The Arab Spring uprisings that swept across the Middle East in 2011 are the subject of a new trilogy of plays by Professor Dan Rebellato from Royal Holloway.
Professor Rebellato, Head of the Department of Drama and Theatre and an established playwright, was so moved by the pro-democracy rebellions, he was inspired to use the power of storytelling and comedy to explore how westerners, such as himself, interpreted the events.
The result is Negative Signs of Progress, a trilogy of plays which were first broadcast on BBC Radio 4 during February. The impressive cast included, Tony Gardner (Fresh Meat, The Thick of It), Khalid Abdalla (The Kite Runner, United 93) and Mido Hamada (Homeland, 24).
The tone of each play is very different with the second, entitled There, using comedy to scrutinise our assumptions about the revolutions.
“I was very caught up in the excitement as the extraordinary wave of protests spread across the Middle East,” said Professor Rebellato. “But as I watched the secular, non-violent, social media-driven revolution we were being shown, I started to wonder whether the west is trapped either in demonising the Arab world or just projecting idealized images of itself.”
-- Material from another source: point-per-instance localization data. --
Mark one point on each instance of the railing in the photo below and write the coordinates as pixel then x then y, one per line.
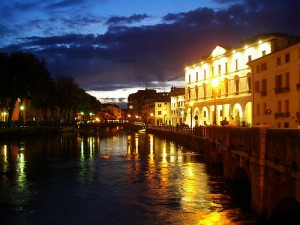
pixel 199 131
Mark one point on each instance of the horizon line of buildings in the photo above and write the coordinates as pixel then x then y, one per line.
pixel 255 84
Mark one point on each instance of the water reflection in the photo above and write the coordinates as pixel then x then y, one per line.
pixel 146 180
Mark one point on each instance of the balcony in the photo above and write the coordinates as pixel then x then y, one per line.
pixel 281 90
pixel 263 93
pixel 282 115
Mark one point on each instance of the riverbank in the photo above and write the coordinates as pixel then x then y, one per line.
pixel 34 131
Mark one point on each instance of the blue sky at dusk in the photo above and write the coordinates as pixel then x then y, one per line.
pixel 115 47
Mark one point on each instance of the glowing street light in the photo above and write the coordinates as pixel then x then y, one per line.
pixel 215 83
pixel 191 104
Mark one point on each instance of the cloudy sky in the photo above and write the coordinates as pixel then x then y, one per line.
pixel 115 47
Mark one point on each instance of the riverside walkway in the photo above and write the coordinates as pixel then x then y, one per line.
pixel 268 160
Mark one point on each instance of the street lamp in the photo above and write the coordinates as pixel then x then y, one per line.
pixel 215 83
pixel 191 104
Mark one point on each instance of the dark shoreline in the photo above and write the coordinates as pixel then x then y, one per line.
pixel 34 131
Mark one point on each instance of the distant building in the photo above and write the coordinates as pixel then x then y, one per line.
pixel 276 89
pixel 177 106
pixel 137 100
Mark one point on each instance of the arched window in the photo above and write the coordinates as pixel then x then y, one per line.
pixel 237 84
pixel 249 82
pixel 226 85
pixel 204 90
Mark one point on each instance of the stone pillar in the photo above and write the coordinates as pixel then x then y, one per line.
pixel 258 173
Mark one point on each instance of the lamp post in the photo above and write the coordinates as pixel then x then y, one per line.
pixel 215 84
pixel 191 104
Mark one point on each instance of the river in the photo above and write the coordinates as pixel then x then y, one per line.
pixel 144 179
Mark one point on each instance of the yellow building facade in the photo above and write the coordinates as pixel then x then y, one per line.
pixel 219 87
pixel 276 89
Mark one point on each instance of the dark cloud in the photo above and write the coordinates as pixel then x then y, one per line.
pixel 121 20
pixel 125 56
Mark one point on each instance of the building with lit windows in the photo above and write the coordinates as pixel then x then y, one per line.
pixel 177 106
pixel 219 86
pixel 276 89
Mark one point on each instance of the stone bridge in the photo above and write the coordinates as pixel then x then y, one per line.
pixel 266 160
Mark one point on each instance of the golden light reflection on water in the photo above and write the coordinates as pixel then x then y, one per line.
pixel 4 159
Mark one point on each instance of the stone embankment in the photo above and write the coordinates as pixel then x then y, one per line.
pixel 34 131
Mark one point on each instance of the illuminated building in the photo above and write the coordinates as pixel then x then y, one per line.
pixel 276 89
pixel 231 98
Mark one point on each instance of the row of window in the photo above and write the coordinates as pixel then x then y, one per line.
pixel 226 88
pixel 283 109
pixel 237 67
pixel 282 84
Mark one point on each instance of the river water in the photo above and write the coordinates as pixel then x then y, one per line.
pixel 144 180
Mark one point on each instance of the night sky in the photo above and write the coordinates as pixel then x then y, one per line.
pixel 114 47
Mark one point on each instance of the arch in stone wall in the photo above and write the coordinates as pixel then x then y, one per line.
pixel 237 114
pixel 241 187
pixel 248 114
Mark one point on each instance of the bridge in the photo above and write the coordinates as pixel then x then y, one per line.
pixel 111 124
pixel 266 161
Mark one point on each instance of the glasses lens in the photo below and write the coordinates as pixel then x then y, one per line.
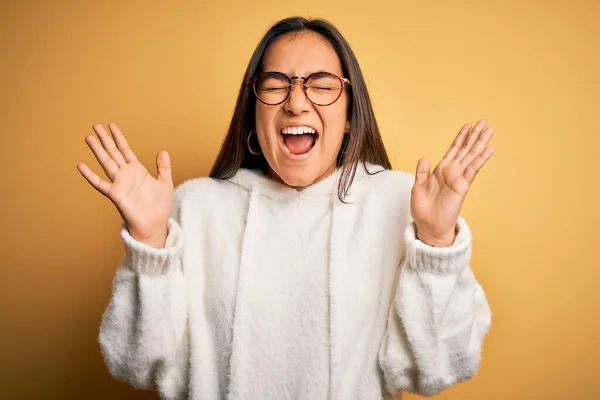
pixel 272 88
pixel 323 88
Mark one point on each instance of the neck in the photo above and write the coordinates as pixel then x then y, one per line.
pixel 271 174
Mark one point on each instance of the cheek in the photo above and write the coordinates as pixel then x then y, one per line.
pixel 264 117
pixel 334 121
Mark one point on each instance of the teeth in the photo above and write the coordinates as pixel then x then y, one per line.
pixel 298 130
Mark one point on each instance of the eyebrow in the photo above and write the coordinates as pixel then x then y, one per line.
pixel 308 74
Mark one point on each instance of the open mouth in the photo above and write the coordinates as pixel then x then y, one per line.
pixel 299 140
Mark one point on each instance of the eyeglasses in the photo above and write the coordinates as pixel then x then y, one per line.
pixel 320 88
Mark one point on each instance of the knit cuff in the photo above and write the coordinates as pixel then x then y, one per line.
pixel 144 259
pixel 439 260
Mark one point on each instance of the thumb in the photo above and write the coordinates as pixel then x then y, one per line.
pixel 163 166
pixel 423 171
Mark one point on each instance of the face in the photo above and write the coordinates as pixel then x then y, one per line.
pixel 301 160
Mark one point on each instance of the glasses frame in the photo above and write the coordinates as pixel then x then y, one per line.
pixel 252 81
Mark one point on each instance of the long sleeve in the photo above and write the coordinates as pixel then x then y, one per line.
pixel 143 334
pixel 438 318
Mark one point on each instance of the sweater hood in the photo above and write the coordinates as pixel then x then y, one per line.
pixel 256 180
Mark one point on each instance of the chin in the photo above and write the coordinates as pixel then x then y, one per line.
pixel 299 179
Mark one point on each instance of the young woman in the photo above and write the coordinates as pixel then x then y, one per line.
pixel 303 268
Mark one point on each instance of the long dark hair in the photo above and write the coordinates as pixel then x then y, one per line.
pixel 362 144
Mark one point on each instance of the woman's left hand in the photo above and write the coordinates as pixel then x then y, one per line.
pixel 436 199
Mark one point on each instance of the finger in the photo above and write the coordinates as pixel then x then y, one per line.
pixel 94 180
pixel 423 171
pixel 109 145
pixel 458 141
pixel 108 164
pixel 122 144
pixel 479 146
pixel 163 167
pixel 473 168
pixel 471 139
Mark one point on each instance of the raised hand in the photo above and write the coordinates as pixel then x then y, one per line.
pixel 145 203
pixel 437 198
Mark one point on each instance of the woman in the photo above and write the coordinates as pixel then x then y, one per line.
pixel 303 268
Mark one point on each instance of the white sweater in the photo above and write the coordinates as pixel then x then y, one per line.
pixel 264 292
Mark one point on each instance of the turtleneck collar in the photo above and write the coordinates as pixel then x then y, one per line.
pixel 256 180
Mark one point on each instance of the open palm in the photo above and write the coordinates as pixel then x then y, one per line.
pixel 437 198
pixel 144 202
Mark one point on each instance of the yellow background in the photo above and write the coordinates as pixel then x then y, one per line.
pixel 168 73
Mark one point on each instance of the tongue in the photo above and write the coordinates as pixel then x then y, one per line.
pixel 299 144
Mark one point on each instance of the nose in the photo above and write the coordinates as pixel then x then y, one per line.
pixel 297 103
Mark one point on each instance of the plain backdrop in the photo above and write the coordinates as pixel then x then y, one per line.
pixel 168 73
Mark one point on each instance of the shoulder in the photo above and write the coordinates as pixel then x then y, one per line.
pixel 209 192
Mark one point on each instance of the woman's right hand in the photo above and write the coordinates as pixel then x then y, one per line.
pixel 145 203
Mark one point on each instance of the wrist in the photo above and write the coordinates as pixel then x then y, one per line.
pixel 443 240
pixel 156 240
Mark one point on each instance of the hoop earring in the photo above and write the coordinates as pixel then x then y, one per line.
pixel 254 153
pixel 345 142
In There, the action is set in Europe where two inexperienced NGO workers are forced at short notice to prepare for a hostage negotiation, with their attempts at role-play revealing all of their naivety, clichéd attitudes and vanity.
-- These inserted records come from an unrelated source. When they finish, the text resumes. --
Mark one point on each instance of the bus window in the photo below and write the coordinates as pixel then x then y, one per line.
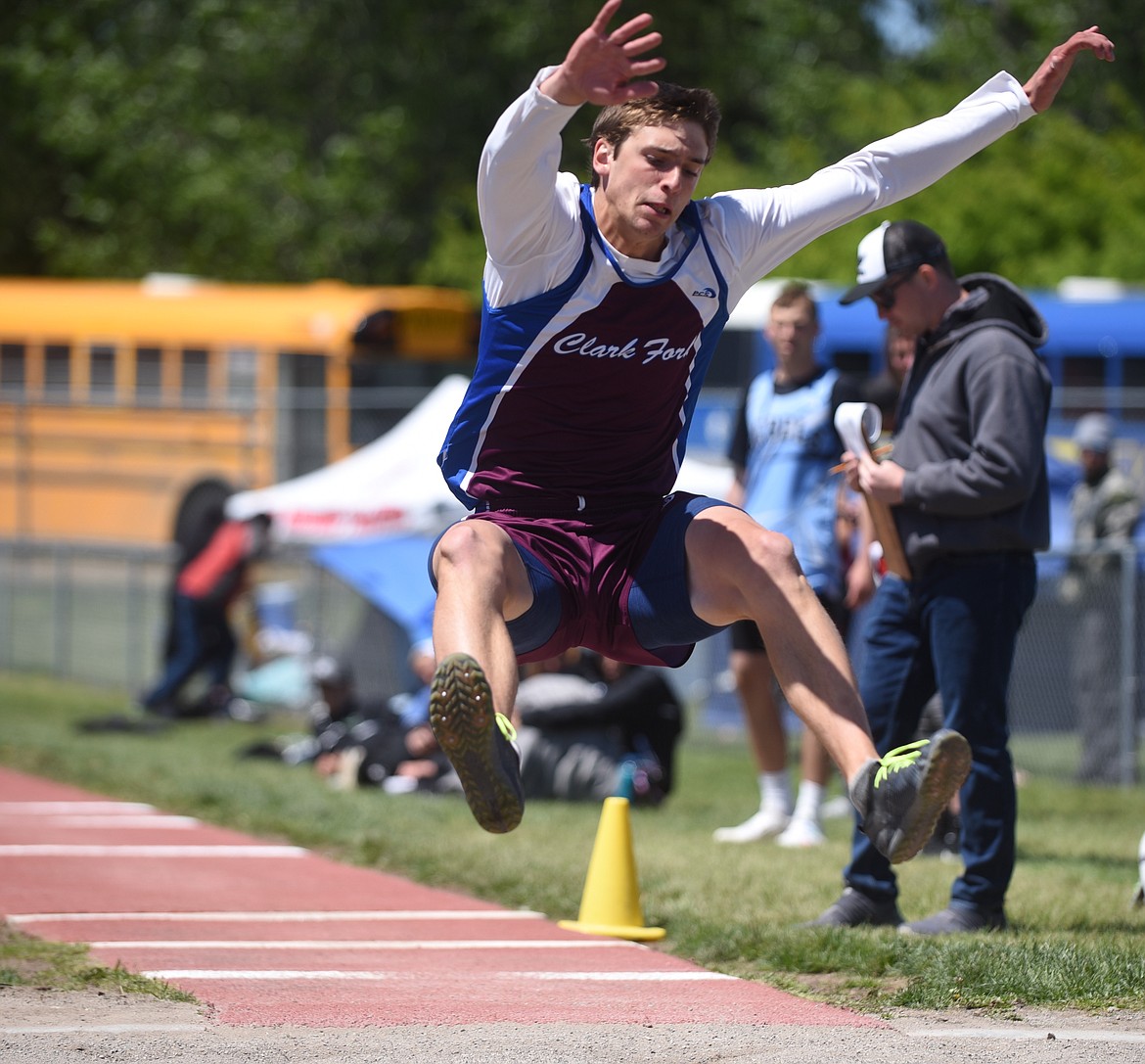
pixel 193 389
pixel 242 377
pixel 856 362
pixel 148 376
pixel 1132 381
pixel 1082 371
pixel 13 369
pixel 58 371
pixel 301 439
pixel 103 374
Professor Rebellato said: “I was conscious when writing There that it’s probably on the edge of public taste to write a comedy about hostage negotiation, but laughter is an important dramatic tool which has the power to challenge our own limits and assumptions.”
The three plays, which are set in the developed and developing worlds against the background of the Arab Spring, draw on Professor Rebellato’s academic research on globalisation at Royal Holloway.
The first play, Here, is a psychological thriller set in Britain, where a husband is visited by a police officer who asks him about his wife. Over the course of the interview, the man calls into question everything he thought he knew about the woman he loves.
Somewhere is the last in the trilogy. Set in the Arab world, a frightened western hostage finds herself an unwilling guest in a beautiful library. The play asks how far the west and the east can understand each other, and explores how easily the quest for democracy can become brutal.